In my post, How To Calculate The Cost Of A Home Quickly Without A Calculator, I showed the simple way of doing so in your head. The math is very easy to follow, and in the end, calculating the cost of any house is super fast, easy and practical.
Another point, to calculating what you can afford, or not is considering taxes. In my spreadsheets, I have take home pay calculated for me. I’ll show you in just a minute how easy it is to figure as well.
The biggest portions of taxes are income and Medicare coming out of a paycheck. The problem with income taxes is it is not a flat rate like Medicare. The tax rates are graduated.
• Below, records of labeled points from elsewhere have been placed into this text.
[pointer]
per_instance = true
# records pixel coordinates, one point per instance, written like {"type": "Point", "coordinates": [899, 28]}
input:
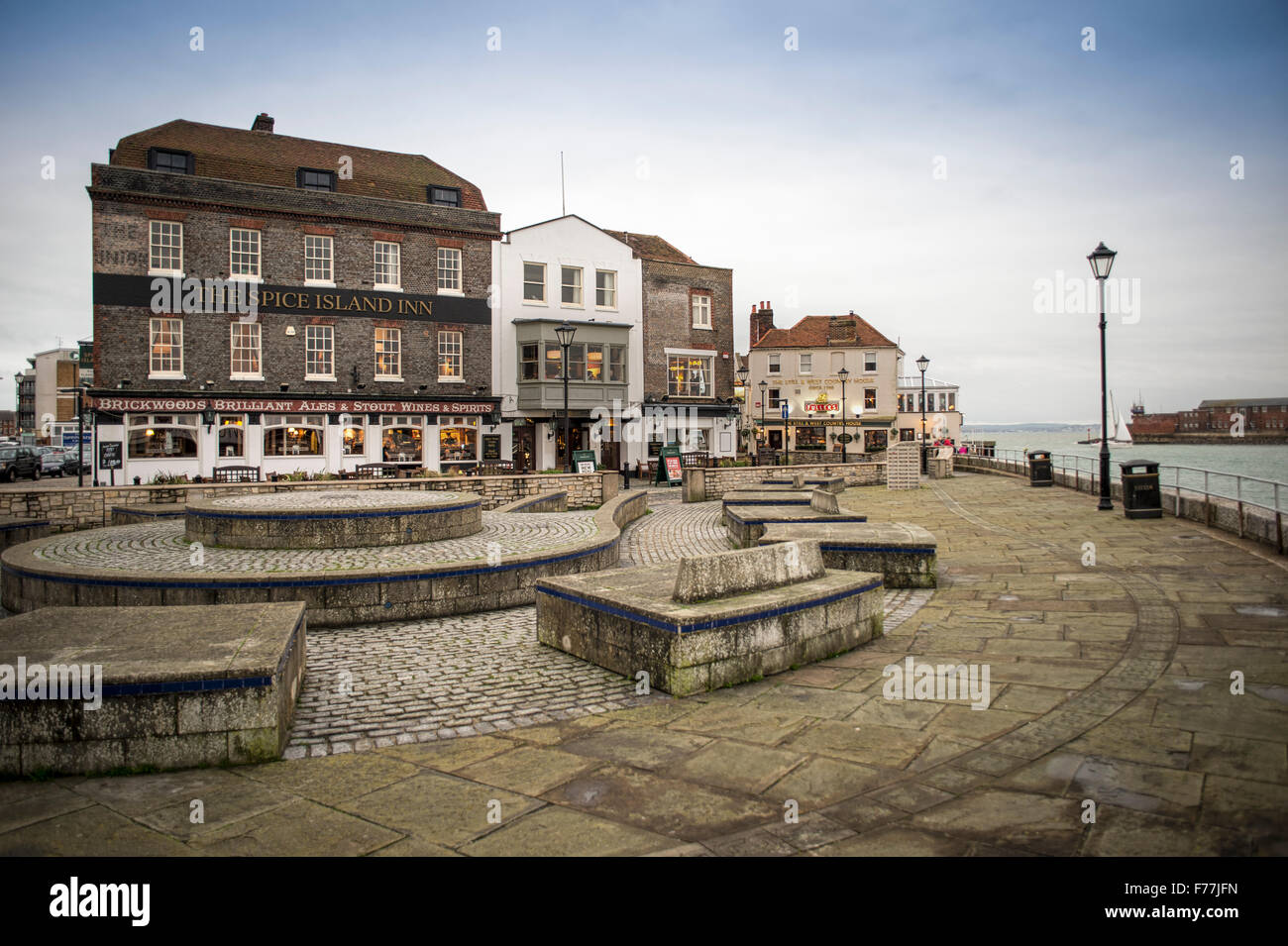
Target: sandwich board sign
{"type": "Point", "coordinates": [669, 467]}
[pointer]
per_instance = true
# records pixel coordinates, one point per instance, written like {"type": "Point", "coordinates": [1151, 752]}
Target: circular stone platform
{"type": "Point", "coordinates": [339, 519]}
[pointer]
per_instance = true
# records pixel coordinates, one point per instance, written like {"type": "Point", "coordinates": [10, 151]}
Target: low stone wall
{"type": "Point", "coordinates": [14, 532]}
{"type": "Point", "coordinates": [712, 482]}
{"type": "Point", "coordinates": [180, 687]}
{"type": "Point", "coordinates": [340, 598]}
{"type": "Point", "coordinates": [1253, 523]}
{"type": "Point", "coordinates": [91, 506]}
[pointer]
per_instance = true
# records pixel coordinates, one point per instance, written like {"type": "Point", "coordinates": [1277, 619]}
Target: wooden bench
{"type": "Point", "coordinates": [376, 472]}
{"type": "Point", "coordinates": [236, 473]}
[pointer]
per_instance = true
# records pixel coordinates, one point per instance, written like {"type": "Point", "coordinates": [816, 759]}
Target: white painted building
{"type": "Point", "coordinates": [545, 274]}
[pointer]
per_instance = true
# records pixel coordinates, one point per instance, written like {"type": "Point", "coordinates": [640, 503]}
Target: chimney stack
{"type": "Point", "coordinates": [761, 321]}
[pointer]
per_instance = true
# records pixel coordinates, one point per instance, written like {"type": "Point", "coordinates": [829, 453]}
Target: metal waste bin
{"type": "Point", "coordinates": [1039, 469]}
{"type": "Point", "coordinates": [1141, 495]}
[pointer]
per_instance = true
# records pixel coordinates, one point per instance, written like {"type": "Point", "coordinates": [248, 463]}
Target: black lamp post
{"type": "Point", "coordinates": [764, 387]}
{"type": "Point", "coordinates": [566, 334]}
{"type": "Point", "coordinates": [1102, 261]}
{"type": "Point", "coordinates": [842, 373]}
{"type": "Point", "coordinates": [922, 364]}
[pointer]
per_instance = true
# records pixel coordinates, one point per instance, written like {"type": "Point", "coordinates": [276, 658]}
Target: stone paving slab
{"type": "Point", "coordinates": [1108, 725]}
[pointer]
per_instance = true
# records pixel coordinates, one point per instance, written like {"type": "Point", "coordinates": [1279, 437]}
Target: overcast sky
{"type": "Point", "coordinates": [932, 166]}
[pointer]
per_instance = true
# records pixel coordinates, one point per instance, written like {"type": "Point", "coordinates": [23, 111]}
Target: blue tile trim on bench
{"type": "Point", "coordinates": [376, 514]}
{"type": "Point", "coordinates": [713, 624]}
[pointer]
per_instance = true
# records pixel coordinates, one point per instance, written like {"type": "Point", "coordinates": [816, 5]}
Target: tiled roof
{"type": "Point", "coordinates": [652, 248]}
{"type": "Point", "coordinates": [266, 158]}
{"type": "Point", "coordinates": [823, 331]}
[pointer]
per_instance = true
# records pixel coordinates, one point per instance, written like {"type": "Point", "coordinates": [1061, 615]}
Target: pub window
{"type": "Point", "coordinates": [313, 179]}
{"type": "Point", "coordinates": [445, 196]}
{"type": "Point", "coordinates": [593, 361]}
{"type": "Point", "coordinates": [171, 161]}
{"type": "Point", "coordinates": [318, 257]}
{"type": "Point", "coordinates": [605, 288]}
{"type": "Point", "coordinates": [554, 362]}
{"type": "Point", "coordinates": [387, 274]}
{"type": "Point", "coordinates": [450, 348]}
{"type": "Point", "coordinates": [571, 283]}
{"type": "Point", "coordinates": [244, 351]}
{"type": "Point", "coordinates": [617, 365]}
{"type": "Point", "coordinates": [449, 269]}
{"type": "Point", "coordinates": [154, 437]}
{"type": "Point", "coordinates": [292, 435]}
{"type": "Point", "coordinates": [389, 354]}
{"type": "Point", "coordinates": [533, 282]}
{"type": "Point", "coordinates": [528, 362]}
{"type": "Point", "coordinates": [353, 438]}
{"type": "Point", "coordinates": [320, 353]}
{"type": "Point", "coordinates": [232, 435]}
{"type": "Point", "coordinates": [165, 358]}
{"type": "Point", "coordinates": [165, 239]}
{"type": "Point", "coordinates": [243, 253]}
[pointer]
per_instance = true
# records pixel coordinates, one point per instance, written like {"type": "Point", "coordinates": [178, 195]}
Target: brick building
{"type": "Point", "coordinates": [688, 348]}
{"type": "Point", "coordinates": [286, 302]}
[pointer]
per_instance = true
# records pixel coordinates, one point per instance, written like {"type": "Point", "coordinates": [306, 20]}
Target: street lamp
{"type": "Point", "coordinates": [1102, 261]}
{"type": "Point", "coordinates": [764, 386]}
{"type": "Point", "coordinates": [842, 373]}
{"type": "Point", "coordinates": [923, 364]}
{"type": "Point", "coordinates": [566, 334]}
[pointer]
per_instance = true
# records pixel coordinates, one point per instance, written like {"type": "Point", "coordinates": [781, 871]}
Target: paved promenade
{"type": "Point", "coordinates": [1111, 646]}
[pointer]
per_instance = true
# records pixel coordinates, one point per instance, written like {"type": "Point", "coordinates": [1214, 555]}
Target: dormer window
{"type": "Point", "coordinates": [313, 179]}
{"type": "Point", "coordinates": [170, 161]}
{"type": "Point", "coordinates": [445, 196]}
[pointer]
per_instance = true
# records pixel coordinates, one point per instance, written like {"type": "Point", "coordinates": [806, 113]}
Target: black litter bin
{"type": "Point", "coordinates": [1039, 469]}
{"type": "Point", "coordinates": [1141, 495]}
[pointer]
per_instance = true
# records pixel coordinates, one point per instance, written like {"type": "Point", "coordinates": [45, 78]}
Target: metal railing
{"type": "Point", "coordinates": [1173, 480]}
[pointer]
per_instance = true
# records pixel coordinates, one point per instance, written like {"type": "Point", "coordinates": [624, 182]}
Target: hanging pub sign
{"type": "Point", "coordinates": [669, 470]}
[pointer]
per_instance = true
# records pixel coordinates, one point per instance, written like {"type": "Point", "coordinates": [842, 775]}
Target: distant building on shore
{"type": "Point", "coordinates": [1263, 420]}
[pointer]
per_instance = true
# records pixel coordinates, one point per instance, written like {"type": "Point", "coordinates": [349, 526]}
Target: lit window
{"type": "Point", "coordinates": [387, 267]}
{"type": "Point", "coordinates": [700, 312]}
{"type": "Point", "coordinates": [449, 270]}
{"type": "Point", "coordinates": [245, 351]}
{"type": "Point", "coordinates": [165, 348]}
{"type": "Point", "coordinates": [571, 286]}
{"type": "Point", "coordinates": [450, 357]}
{"type": "Point", "coordinates": [166, 248]}
{"type": "Point", "coordinates": [688, 376]}
{"type": "Point", "coordinates": [318, 255]}
{"type": "Point", "coordinates": [533, 282]}
{"type": "Point", "coordinates": [320, 353]}
{"type": "Point", "coordinates": [389, 353]}
{"type": "Point", "coordinates": [605, 288]}
{"type": "Point", "coordinates": [244, 253]}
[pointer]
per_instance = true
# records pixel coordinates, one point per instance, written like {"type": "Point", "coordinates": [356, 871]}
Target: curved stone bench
{"type": "Point", "coordinates": [146, 512]}
{"type": "Point", "coordinates": [765, 614]}
{"type": "Point", "coordinates": [331, 520]}
{"type": "Point", "coordinates": [357, 596]}
{"type": "Point", "coordinates": [905, 555]}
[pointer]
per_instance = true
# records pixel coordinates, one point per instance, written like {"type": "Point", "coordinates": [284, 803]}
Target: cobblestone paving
{"type": "Point", "coordinates": [330, 499]}
{"type": "Point", "coordinates": [161, 546]}
{"type": "Point", "coordinates": [419, 683]}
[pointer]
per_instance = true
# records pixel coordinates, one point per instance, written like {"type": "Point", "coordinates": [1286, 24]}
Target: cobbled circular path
{"type": "Point", "coordinates": [161, 546]}
{"type": "Point", "coordinates": [385, 684]}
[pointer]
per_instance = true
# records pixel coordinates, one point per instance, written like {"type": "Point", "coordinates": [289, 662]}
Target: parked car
{"type": "Point", "coordinates": [51, 461]}
{"type": "Point", "coordinates": [18, 461]}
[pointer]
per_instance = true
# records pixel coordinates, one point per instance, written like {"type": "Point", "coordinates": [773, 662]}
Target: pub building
{"type": "Point", "coordinates": [287, 304]}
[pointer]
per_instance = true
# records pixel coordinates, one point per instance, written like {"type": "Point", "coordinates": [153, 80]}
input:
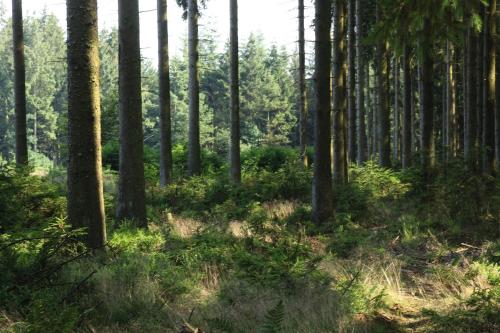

With the Bush tax cuts set to expire, and we hear about only taxing the rich; however, there is a little misinformation and hype about them.
The rich won’t pay the top rate across the board as many people think; rather the tax rate is a graduated rate meaning they pay a percentage on a set dollar amount and when dollar amount exceeds the limit, the portion above the limit is taxed at the next level. And so on.
Everyone pays the lowest tax on the bottom portion of money and then taxed at higher rates as more income is produced creating a cumulative, net amount to be determined. The total amount paid divided by the income shows the real tax percentage.
The U.S. tax system is a progressive tax structure, meaning people are penalized for doing well.
On the contrary to raising taxes on only the rich, the lowest level of taxes will increase from 10% to 15% when the tax laws expires – which is a 50% increase on everyone – including the lowest wage earners!
You can see what I mean by viewing an excerpt below from Barking With The Big Dogs on qualifying for a home, and I’ve included income taxes as a consideration for determining what a person can realistically afford…
” The payment may be within the qualifying percentages, such as 28% for the house (principal, interest, taxes [property], insurance – a.k.a. front-end ratio). In reality though, one might also factor income and Medicare taxes (approximately 25%: A net amount of 15% for income taxes based upon a gross income of $102,000 minus standard deductions and exemptions for a married, jointly-filing, family of four, creating a taxable income of $76,000; Social Security and Medicare at 7.65%; and other possible taxes such as unemployment).”
Right now, it’s easy to see that approximately, 25%, or $1 for every $4 earned goes to only two personal taxes! We have so many other taxes.
In the case of income and Medicare taxes, being #1 in the world is not such a good spot. I don’t mind being behind China, Japan, Germany and even Croatia as shown here from the Economist. I think Washington has their priorities backwards on what categories we should lead and follow.